Foundations of Quantum Programming discusses how new programming methodologies and technologies developed for current computers can be extended to exploit the unique power of quantum computers, which promise dramatic advantages in processing speed over currently available computer systems. Governments and industries around the globe are now investing vast amounts of money with the expectation of building practical quantum computers. Drawing upon years of experience and research in quantum computing research and using numerous examples and illustrations, Mingsheng Ying has created a very useful reference on quantum programming languages and important tools and techniques required for quantum programming, making the book a valuable resource for academics, researchers, and developers.
- Demystifies the theory of quantum programming using a step-by-step approach
- Covers the interdisciplinary nature of quantum programming by providing examples from many different fields including, engineering, computer science, medicine, and life sciences
- Includes techniques and tools to solve complex control flow patterns and synchronize computations
- Presents a coherent and self-contained treatment that will be valuable for academics and industrial researchers and developers
Mingsheng Ying (h-index: 34) is currently a Distinguished Professor at the University of Technology Sydney (UTS) and Research Director of the Center for Quantum Computation and Intelligent Systems, at UTS. He was the Cheung Kong Chair Professor, in the Department of Computer Science and the Scientific Director of the National Key Laboratory of Intelligent Technology and Systems at Tsinghua University. His research interests are quantum computation and quantum information, programming language theory and artificial intelligence. In 2008 he received The National Science and Technology Award for contributions in computer science from China.

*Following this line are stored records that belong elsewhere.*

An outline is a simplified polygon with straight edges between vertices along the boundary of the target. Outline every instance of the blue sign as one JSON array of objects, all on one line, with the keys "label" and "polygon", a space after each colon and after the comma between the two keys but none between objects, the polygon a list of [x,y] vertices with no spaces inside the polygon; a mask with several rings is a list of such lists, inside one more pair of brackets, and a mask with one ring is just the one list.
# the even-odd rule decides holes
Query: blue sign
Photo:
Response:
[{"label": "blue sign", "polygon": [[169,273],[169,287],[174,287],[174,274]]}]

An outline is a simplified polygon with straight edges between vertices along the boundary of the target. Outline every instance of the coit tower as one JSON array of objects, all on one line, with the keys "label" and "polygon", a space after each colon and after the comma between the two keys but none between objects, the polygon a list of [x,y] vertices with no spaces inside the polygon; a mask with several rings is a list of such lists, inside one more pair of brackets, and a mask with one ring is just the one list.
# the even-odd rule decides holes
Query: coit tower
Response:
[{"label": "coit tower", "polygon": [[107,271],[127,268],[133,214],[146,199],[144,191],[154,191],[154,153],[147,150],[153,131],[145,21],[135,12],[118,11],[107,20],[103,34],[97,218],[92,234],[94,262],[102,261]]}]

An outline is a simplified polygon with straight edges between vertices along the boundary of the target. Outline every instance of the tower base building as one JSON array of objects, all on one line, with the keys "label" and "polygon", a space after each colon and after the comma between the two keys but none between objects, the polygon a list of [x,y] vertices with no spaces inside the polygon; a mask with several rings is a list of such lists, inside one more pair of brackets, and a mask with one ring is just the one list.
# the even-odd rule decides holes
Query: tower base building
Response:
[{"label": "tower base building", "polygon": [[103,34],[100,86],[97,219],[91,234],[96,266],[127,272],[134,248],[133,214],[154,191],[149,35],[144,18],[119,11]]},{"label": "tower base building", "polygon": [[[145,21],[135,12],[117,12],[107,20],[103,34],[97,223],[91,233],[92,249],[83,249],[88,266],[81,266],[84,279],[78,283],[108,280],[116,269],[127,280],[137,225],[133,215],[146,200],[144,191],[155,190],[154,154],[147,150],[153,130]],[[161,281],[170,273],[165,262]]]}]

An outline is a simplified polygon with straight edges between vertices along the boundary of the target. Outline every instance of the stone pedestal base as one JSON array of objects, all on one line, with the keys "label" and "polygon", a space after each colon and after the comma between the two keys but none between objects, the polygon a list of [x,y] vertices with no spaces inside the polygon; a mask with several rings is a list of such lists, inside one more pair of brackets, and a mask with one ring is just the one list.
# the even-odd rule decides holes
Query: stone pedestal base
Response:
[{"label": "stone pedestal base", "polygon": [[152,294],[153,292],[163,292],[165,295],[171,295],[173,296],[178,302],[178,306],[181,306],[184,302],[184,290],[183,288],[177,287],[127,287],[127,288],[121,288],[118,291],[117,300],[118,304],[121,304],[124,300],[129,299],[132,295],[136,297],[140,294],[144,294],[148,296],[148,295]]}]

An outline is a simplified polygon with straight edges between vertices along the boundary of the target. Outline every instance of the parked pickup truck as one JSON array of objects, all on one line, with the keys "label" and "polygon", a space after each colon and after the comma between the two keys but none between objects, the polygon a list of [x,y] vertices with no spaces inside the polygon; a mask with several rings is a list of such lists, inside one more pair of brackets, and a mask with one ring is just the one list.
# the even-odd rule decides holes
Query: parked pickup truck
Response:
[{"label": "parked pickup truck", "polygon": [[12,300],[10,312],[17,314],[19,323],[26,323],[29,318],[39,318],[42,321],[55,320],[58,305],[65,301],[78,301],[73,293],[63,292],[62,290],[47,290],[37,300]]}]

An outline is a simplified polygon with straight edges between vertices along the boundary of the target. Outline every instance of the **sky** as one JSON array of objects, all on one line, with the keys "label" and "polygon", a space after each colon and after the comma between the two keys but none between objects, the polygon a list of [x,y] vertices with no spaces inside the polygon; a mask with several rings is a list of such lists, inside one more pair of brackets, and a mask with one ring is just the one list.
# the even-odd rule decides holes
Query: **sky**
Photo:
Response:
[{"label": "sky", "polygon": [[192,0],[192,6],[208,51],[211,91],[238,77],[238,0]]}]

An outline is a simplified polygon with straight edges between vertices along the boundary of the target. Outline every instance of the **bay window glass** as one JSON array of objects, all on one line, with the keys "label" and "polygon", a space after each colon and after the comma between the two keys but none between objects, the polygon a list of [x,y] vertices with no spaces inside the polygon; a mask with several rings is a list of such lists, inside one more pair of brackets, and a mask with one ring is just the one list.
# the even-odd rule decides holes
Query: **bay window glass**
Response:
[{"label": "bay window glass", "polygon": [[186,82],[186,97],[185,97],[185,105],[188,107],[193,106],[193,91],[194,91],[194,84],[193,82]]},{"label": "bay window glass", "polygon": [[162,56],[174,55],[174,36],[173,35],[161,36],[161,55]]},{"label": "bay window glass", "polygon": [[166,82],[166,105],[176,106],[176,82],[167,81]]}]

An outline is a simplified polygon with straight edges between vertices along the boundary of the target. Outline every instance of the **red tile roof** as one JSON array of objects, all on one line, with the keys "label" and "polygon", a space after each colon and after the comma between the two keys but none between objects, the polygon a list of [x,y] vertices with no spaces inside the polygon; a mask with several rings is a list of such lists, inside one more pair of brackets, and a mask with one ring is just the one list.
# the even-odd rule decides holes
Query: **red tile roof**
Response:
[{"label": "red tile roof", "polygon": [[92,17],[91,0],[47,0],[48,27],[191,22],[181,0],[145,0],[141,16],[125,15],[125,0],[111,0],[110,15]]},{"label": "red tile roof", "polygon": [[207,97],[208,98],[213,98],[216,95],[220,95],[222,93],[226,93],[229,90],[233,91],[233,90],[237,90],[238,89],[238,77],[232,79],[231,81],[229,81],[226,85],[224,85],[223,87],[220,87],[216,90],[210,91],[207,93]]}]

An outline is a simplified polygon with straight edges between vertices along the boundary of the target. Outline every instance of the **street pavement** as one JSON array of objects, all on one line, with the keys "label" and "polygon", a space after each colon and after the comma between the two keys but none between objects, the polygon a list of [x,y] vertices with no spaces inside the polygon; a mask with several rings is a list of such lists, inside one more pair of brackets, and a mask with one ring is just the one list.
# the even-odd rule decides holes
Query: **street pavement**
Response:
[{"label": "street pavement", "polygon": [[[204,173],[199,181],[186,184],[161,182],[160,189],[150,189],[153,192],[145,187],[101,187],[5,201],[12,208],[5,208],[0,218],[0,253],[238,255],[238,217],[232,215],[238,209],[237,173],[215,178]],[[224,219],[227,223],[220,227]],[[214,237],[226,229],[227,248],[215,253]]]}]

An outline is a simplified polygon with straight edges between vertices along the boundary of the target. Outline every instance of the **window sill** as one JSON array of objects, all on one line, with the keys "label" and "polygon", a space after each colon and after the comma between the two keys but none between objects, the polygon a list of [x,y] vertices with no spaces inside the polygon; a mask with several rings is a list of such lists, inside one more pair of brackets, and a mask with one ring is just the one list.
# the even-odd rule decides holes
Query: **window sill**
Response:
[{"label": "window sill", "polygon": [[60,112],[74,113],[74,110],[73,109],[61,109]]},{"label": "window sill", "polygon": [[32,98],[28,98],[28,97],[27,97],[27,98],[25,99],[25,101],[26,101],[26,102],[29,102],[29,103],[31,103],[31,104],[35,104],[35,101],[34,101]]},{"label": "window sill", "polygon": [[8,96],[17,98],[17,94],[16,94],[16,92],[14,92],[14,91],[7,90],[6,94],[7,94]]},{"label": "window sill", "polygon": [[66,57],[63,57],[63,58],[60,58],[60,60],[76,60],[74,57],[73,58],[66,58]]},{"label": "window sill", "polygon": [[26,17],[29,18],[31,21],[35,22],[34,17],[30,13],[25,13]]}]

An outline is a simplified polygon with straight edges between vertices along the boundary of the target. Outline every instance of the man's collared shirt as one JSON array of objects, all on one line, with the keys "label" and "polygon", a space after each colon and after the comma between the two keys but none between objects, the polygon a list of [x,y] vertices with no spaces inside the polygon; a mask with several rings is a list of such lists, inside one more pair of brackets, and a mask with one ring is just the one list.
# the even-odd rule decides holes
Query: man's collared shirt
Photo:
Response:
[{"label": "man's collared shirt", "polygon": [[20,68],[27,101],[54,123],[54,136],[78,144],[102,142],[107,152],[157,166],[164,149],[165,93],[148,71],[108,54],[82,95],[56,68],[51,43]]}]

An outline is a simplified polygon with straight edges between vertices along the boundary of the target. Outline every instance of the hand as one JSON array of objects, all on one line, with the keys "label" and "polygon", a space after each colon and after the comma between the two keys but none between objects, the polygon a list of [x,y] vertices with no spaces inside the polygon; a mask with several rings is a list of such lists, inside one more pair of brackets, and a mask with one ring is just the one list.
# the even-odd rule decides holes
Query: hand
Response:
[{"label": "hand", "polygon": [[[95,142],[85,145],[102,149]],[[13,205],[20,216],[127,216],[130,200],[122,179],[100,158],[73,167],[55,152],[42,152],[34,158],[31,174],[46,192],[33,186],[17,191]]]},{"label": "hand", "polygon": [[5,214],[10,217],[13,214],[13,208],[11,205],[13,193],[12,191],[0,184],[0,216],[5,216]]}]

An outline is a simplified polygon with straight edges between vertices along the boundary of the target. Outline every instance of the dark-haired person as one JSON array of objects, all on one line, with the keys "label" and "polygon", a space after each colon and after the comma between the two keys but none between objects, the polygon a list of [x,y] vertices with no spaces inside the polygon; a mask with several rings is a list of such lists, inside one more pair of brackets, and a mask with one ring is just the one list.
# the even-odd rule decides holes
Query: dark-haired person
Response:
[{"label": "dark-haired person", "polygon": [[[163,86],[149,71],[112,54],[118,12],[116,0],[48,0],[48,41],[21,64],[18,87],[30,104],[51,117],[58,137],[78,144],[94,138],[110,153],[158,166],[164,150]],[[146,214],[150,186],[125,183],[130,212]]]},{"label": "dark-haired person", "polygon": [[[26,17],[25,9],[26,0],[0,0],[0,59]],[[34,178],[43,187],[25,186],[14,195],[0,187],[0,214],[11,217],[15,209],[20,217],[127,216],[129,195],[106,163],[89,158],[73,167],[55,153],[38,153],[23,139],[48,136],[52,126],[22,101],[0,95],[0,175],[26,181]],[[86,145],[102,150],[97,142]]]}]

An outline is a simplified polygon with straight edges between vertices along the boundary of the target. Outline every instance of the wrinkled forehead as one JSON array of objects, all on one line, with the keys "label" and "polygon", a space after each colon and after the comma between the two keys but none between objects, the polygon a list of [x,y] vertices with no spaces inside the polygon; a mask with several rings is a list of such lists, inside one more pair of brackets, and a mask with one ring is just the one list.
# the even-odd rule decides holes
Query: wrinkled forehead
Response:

He is an Associate Editor of Artificial Intelligence (Elsevier) and he has published more than 100 papers in top international journals and conferences such as ACM Transactions on Programming Languages and Systems, Artificial Intelligence, IEEE Transactions on Information Theory, IEEE Transactions on Software Engineering, Information and Computation, Journal of Computer and System Sciences, Physical Review Letters, POPL, CONCUR, IJCAI. He is also the author of the book Topology in Process Calculus - Approximate Correctness and Infinite Evolution of Concurrent Programs (Springer 2001).